Rowl starrte ihn an. Seine mächtigen Kiefer mahlten, und zum ersten Mal bemerkte Skar so etwas wie ein Gefühl in dem Gesicht des Quorrl. Die Nachricht von Crons Tod ging ihm sichtbar nahe. Aber er fand seine Fassung auch ebenso schnell wieder, wie er sie verloren hatte.

»Was ist passiert?« fragte er. »Wer war es? Die Garde?«

»Das wissen wir nicht«, antwortete Titch. »Er schickte uns fort, ehe sie kamen. Aber es muß die Garde gewesen sein - oder andere von Ningas Schergen.
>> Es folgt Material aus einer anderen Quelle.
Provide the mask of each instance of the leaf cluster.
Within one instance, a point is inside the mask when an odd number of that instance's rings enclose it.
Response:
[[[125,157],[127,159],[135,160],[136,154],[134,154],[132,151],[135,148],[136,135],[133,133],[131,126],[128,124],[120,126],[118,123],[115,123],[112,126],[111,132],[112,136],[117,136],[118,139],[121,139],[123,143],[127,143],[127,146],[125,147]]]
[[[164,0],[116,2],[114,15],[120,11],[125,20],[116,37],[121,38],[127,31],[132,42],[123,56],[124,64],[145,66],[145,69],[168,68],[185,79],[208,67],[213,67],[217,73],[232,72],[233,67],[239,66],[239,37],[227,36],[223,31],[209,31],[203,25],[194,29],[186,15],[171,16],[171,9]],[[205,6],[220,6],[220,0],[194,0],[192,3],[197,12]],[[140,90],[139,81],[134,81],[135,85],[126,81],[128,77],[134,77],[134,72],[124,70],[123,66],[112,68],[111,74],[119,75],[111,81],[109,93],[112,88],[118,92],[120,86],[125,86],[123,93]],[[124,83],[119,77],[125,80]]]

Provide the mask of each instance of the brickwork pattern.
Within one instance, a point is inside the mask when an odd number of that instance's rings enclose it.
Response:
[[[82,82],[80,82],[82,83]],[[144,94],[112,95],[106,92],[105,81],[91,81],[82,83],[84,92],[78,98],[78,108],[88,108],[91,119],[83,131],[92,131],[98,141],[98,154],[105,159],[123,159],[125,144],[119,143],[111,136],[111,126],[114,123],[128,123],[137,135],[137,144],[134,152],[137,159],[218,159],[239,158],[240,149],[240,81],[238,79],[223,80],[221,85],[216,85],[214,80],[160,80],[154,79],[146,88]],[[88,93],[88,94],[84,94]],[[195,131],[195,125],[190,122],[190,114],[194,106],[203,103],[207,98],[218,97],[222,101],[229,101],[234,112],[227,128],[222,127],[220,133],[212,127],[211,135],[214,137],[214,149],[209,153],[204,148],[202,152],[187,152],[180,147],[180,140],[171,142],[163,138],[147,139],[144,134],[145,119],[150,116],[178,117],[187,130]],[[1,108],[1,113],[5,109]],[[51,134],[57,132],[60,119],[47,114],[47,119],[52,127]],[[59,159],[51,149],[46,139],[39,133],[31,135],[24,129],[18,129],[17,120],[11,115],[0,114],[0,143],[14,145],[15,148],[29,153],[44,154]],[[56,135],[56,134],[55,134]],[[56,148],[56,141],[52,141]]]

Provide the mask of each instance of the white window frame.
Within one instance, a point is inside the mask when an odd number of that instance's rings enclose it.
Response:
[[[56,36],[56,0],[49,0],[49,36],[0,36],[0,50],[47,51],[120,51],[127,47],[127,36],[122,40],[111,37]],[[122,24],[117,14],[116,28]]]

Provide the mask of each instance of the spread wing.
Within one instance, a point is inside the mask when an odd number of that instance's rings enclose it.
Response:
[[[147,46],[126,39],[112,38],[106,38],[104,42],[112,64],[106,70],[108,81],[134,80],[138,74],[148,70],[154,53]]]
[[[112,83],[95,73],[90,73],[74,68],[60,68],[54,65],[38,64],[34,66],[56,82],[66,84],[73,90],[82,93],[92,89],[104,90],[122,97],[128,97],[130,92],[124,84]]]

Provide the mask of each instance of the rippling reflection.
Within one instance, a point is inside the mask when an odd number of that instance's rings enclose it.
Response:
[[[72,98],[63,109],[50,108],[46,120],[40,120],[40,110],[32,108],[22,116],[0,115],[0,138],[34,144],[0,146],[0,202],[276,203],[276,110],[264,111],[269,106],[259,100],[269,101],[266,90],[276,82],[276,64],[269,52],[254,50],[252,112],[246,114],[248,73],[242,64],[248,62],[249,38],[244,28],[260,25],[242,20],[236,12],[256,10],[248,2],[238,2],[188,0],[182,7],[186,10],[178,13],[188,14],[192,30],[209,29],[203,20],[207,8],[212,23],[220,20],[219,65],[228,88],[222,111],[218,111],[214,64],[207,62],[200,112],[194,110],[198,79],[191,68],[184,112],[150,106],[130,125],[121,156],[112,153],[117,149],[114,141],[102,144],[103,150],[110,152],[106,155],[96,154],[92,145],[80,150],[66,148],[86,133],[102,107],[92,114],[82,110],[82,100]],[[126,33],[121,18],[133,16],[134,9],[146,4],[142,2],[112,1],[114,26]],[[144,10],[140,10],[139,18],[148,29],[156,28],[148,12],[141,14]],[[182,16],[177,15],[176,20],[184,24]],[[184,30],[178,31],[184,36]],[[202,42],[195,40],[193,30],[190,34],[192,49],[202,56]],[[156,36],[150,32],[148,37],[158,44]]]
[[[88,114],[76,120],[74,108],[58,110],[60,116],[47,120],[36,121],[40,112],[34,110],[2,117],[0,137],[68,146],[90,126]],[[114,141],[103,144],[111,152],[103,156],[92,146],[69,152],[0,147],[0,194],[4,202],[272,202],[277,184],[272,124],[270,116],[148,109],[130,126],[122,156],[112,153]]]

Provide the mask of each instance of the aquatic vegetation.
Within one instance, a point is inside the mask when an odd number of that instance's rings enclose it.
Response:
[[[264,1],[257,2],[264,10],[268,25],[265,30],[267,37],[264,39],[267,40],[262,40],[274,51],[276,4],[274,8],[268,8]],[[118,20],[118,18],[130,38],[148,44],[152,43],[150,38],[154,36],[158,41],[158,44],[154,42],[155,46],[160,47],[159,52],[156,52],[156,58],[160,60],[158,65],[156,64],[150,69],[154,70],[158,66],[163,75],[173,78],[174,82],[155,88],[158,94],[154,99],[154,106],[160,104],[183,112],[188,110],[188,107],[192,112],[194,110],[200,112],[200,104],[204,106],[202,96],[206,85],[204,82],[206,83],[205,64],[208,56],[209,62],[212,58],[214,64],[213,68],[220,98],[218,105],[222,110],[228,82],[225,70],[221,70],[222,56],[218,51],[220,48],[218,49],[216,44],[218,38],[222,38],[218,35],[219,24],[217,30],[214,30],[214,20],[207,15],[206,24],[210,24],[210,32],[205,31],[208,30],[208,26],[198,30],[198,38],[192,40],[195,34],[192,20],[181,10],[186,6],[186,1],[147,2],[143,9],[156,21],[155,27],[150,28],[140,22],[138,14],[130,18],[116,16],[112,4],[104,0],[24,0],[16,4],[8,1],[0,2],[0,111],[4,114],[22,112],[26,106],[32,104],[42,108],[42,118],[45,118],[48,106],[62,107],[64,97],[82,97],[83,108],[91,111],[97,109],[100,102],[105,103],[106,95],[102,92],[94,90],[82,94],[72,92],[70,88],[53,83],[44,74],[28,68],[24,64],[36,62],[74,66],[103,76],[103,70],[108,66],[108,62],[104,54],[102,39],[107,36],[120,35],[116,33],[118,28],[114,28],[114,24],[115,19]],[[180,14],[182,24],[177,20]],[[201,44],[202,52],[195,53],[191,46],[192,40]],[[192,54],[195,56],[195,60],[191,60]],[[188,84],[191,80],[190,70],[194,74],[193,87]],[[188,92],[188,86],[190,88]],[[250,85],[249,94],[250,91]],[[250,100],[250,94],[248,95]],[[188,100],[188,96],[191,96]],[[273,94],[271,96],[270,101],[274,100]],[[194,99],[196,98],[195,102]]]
Cron hat einen Bestimmer getötet.« Rowl blickte Titch zweifelnd an, sagte aber nichts, sondern gab ihm nach einem Augenblick mit einer Geste zu verstehen, weiterzureden. Und Titch tat es.

Natürlich erzählte er nicht die Wahrheit. Damit hatte Skar nicht gerechnet. Titch konnte unmöglich erzählen, was wirklich passiert war - selbst, wenn Rowl ihm geglaubt hätte, wäre das einzige Ergebnis wohl gewesen, daß er ihn und Skar auf der Stelle hätte töten lassen.

Und trotzdem war er überrascht, wie überzeugend und vor allem phantasievoll Titch lügen konnte. Die Geschichte, die er Rowl erzählte, hatte mit der Wahrheit nur insofern zu tun, daß er von Crons Auseinandersetzung mit dem Bestimmer und ihrer abschließenden Flucht vom Hof sprach, aber sie hätte selbst Skar überzeugt, hätte er die Wahrheit nicht gekannt.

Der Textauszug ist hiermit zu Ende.